As Mark Moss (SingOut!) wrote in his tribute, “[Toshi] was a mother, an organizer, an activist and filmmaker … and an essential part of all of her husband’s work.” (singout.org/toshi-seeger-passes)
Toshi was a dear friend to many, including me. And she was tough as nails. She had to be.
Pete was on the road performing and doing benefits for countless organizations through most of their married life, and Toshi kept the home fires burning in their modest log cabin home perched above the Hudson River.
Years ago Pete tacked up a cartoon on one of those cabin walls. It showed a very exhausted housewife holding two children in one arm, washing the dishes with the other, wearing a dirty apron, phone pressed to one ear, saying, “No, my husband’s not at home right now. He’s off saving the world.”

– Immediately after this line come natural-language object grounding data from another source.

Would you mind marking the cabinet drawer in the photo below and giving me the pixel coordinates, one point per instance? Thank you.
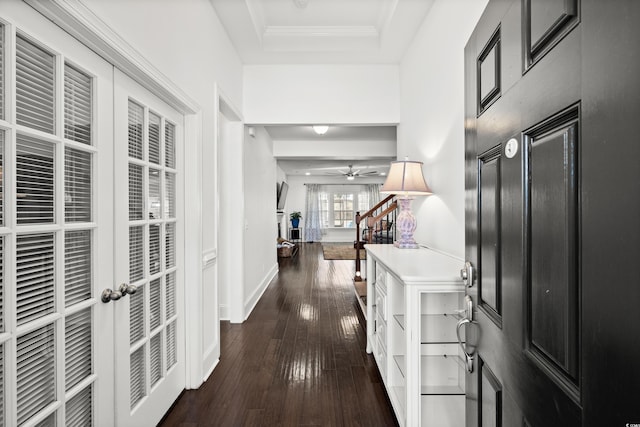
(381, 330)
(442, 411)
(381, 359)
(381, 277)
(381, 304)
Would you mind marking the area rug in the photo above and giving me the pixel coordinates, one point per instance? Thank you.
(341, 252)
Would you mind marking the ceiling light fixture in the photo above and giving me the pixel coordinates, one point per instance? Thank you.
(320, 129)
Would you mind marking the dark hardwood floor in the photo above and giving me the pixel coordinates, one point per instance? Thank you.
(299, 360)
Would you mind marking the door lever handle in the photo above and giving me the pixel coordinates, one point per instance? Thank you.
(463, 346)
(127, 289)
(466, 274)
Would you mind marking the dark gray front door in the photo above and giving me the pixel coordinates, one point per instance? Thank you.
(553, 213)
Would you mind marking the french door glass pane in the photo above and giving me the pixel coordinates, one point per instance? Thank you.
(154, 248)
(35, 372)
(155, 354)
(35, 86)
(171, 295)
(172, 351)
(35, 180)
(170, 145)
(154, 194)
(136, 182)
(138, 376)
(136, 254)
(2, 192)
(170, 195)
(77, 185)
(78, 349)
(137, 316)
(136, 137)
(35, 276)
(79, 409)
(77, 105)
(2, 83)
(154, 138)
(170, 245)
(77, 271)
(155, 304)
(2, 387)
(2, 303)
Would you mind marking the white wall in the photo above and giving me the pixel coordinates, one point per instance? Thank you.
(432, 119)
(260, 224)
(186, 42)
(297, 199)
(352, 94)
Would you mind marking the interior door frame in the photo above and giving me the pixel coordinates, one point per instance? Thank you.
(79, 21)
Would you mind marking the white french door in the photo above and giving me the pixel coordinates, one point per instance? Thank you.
(148, 236)
(90, 165)
(56, 226)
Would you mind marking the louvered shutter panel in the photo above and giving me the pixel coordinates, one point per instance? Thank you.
(79, 409)
(136, 126)
(136, 254)
(35, 276)
(35, 180)
(170, 245)
(35, 86)
(2, 386)
(137, 316)
(171, 295)
(170, 145)
(35, 356)
(136, 182)
(2, 83)
(154, 248)
(77, 105)
(154, 194)
(2, 191)
(154, 138)
(172, 351)
(170, 195)
(78, 268)
(138, 376)
(155, 356)
(155, 307)
(2, 297)
(78, 348)
(77, 185)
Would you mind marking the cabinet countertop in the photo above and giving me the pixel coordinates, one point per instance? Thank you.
(421, 266)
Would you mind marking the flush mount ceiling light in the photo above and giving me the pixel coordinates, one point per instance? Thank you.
(320, 130)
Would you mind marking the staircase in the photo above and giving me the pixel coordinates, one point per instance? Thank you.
(377, 225)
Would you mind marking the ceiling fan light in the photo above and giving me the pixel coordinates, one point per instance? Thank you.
(320, 129)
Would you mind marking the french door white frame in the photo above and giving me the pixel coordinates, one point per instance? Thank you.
(76, 19)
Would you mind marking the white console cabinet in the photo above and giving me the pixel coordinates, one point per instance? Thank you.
(414, 300)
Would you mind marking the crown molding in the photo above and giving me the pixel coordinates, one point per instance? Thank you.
(80, 22)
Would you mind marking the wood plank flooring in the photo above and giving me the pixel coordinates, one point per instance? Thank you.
(299, 360)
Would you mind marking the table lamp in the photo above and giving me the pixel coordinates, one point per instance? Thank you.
(406, 181)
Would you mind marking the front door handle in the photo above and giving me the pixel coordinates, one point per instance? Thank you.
(466, 274)
(463, 346)
(467, 319)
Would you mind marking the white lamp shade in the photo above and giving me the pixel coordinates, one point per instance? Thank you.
(405, 179)
(320, 129)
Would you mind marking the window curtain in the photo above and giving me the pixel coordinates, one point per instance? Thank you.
(312, 227)
(373, 192)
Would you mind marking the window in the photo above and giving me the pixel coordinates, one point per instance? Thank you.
(339, 204)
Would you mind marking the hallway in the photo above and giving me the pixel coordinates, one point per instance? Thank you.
(298, 360)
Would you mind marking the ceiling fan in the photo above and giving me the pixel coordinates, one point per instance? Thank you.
(352, 174)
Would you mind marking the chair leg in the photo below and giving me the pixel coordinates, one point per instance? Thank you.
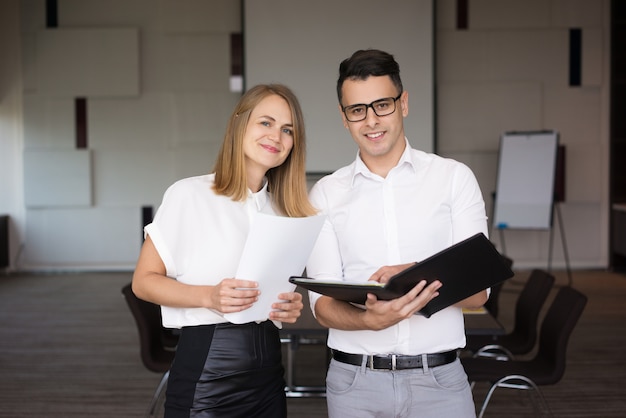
(507, 382)
(157, 395)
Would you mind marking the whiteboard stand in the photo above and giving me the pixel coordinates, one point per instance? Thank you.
(525, 190)
(557, 211)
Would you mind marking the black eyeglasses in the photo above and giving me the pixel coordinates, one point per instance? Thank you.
(381, 107)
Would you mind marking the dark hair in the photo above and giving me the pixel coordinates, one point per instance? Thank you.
(368, 62)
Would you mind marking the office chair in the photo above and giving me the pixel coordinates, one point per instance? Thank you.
(157, 344)
(548, 365)
(492, 303)
(521, 340)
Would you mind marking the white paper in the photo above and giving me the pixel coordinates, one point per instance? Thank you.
(277, 247)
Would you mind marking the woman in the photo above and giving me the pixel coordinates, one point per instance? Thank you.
(222, 369)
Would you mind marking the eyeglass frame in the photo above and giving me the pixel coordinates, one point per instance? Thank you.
(371, 105)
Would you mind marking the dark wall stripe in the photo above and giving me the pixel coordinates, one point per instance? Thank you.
(559, 178)
(146, 217)
(52, 19)
(80, 105)
(575, 56)
(236, 54)
(461, 14)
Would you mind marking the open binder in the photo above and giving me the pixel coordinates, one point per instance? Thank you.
(464, 269)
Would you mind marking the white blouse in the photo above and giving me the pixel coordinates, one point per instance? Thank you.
(200, 236)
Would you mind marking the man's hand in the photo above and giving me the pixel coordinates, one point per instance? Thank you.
(381, 314)
(289, 309)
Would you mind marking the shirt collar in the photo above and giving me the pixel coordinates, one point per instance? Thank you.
(361, 170)
(261, 197)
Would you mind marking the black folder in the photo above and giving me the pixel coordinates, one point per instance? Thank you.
(464, 269)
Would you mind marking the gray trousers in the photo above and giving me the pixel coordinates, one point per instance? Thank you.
(357, 391)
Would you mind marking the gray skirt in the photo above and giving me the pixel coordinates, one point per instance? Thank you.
(227, 370)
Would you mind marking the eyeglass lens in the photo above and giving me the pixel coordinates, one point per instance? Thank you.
(381, 107)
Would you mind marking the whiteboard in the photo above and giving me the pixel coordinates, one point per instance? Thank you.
(301, 44)
(525, 185)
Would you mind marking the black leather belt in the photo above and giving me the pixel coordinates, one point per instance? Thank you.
(395, 361)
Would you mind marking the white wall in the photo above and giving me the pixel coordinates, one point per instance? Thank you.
(155, 75)
(508, 71)
(11, 184)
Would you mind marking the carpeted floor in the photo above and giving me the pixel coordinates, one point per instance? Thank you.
(69, 348)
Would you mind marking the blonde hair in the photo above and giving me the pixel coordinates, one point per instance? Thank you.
(287, 182)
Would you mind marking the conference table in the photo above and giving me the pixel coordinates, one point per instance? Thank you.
(307, 331)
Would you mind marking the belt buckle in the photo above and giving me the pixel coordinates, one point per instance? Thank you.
(393, 357)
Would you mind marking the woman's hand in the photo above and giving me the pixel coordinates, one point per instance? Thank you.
(288, 309)
(233, 295)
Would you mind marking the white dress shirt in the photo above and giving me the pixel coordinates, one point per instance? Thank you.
(425, 204)
(200, 236)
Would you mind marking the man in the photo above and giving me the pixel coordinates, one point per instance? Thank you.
(391, 207)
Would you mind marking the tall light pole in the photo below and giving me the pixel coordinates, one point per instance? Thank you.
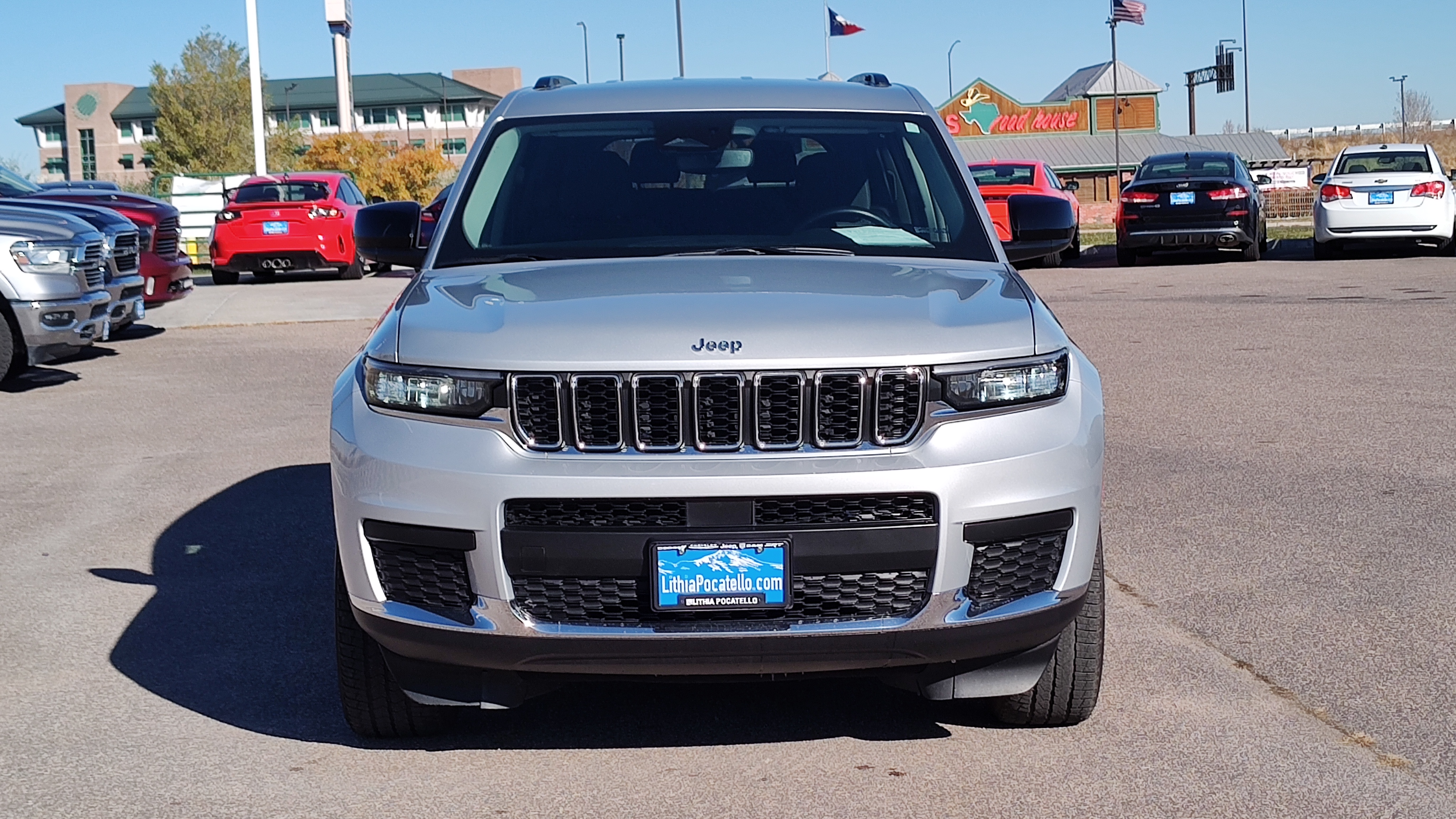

Pete crossed out the word “he’s” and scribbled his own name above it.
Toshi worked tirelessly behind the scenes throughout Pete’s public life. Pete was the sails. Toshi was the rudder that kept them both afloat. She handled most of the details of their shared life and helped keep Pete humble.

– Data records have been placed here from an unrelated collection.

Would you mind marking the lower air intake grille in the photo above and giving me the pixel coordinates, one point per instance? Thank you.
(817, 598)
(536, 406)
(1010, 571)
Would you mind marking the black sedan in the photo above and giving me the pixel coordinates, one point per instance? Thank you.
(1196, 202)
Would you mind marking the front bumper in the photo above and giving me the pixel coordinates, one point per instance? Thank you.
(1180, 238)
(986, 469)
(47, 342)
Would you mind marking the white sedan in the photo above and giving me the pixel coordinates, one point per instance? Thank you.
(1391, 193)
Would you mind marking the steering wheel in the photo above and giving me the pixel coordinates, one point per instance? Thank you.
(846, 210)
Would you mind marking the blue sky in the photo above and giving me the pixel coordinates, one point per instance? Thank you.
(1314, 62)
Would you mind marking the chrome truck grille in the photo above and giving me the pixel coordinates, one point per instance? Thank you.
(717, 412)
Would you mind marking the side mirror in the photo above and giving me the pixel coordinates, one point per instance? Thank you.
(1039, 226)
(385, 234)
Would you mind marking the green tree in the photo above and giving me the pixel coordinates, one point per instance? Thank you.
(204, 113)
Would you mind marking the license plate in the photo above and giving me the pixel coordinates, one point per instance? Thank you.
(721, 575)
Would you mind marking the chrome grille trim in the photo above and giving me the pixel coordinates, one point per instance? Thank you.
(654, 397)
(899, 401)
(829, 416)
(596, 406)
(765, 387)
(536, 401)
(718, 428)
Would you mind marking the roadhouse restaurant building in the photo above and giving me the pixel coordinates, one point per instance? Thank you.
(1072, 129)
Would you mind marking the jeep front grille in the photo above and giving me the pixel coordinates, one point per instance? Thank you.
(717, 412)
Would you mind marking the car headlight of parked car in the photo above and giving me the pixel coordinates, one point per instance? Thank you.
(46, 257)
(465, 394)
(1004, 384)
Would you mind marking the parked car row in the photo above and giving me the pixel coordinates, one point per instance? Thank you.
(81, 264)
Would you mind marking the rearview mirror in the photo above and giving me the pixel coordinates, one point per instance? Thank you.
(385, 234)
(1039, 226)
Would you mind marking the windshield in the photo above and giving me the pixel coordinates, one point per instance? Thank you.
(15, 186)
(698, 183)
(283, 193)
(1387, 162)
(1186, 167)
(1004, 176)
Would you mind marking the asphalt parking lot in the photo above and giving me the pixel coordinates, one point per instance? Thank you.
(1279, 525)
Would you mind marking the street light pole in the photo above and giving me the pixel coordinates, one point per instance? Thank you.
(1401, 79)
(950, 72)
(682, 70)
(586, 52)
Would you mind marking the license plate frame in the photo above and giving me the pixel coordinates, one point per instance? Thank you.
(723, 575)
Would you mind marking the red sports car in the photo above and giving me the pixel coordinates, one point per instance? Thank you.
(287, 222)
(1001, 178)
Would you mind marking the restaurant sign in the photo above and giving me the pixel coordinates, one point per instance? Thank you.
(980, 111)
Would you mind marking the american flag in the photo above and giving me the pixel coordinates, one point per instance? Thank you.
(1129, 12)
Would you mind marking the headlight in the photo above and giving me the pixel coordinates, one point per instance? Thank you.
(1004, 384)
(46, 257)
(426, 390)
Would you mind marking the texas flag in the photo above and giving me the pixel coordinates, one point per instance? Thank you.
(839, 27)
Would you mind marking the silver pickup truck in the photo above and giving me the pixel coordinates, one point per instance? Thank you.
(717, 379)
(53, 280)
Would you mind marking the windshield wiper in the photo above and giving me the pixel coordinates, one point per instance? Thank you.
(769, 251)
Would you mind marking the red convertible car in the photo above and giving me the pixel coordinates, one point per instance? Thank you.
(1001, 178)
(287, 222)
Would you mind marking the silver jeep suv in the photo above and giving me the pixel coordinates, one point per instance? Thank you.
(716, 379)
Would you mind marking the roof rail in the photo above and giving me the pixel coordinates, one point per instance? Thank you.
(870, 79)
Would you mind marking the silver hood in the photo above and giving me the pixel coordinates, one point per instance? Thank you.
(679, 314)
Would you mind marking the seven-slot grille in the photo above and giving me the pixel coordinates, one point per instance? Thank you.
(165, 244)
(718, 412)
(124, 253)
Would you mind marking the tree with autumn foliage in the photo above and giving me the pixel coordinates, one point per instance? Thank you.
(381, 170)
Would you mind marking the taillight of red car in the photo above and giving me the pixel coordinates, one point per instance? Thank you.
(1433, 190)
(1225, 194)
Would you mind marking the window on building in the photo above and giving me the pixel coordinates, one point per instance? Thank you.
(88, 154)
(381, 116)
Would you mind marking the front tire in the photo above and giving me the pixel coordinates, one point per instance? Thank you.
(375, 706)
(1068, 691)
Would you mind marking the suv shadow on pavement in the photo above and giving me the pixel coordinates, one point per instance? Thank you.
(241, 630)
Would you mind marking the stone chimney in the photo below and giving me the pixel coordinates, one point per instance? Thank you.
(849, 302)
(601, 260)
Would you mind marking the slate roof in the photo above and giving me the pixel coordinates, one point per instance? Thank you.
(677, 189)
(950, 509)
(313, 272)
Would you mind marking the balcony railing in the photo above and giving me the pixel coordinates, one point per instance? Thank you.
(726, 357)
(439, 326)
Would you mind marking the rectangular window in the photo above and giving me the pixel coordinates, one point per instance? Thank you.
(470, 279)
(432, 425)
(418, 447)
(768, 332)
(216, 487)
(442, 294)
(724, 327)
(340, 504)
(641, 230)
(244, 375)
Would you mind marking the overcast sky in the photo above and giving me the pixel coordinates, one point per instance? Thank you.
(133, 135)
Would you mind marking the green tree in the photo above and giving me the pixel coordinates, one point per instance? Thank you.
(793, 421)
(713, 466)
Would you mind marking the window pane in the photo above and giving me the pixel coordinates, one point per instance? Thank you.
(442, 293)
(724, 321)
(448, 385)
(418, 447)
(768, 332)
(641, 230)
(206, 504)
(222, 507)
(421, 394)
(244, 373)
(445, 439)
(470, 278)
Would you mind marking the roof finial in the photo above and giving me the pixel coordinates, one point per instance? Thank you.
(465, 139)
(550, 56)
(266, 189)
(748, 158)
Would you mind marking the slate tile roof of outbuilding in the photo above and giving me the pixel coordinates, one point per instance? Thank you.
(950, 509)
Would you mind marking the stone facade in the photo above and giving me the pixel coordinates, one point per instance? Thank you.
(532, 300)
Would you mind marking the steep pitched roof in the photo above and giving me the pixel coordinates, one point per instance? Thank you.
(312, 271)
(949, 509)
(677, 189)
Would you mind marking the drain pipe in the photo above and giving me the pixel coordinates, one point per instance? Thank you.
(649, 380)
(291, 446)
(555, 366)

As Pete got older, Toshi made sure that someone was always keeping a close eye on him when he was out on the road. On one occasion I was elected to be that person. When she learned that Pete and I would be performing at the same conference in California, she asked me to pick him up at the airport, stay at the same place, and drive Pete wherever he needed to be.
In later years, as this amazingly strong and independent woman needed twenty-four hour care, it was Pete and their daughter Tinya watching over Toshi.
I learned about Toshi’s passing from a neighbor walking her dog by our home yesterday. She asked if I had heard about Toshi Seeger passing away. I hadn’t.
My neighbor heard about her death through what my First Nation friends call the “moccasin express.” A sister had died, and the people knew it. Which is how Toshi lived her life: Close to the ground and close to the people. Just how it should be.
There will never be another Toshi-Aline Ohta Seeger, but her life and legacy will no doubt inspire countless others to walk their talk in her footsteps.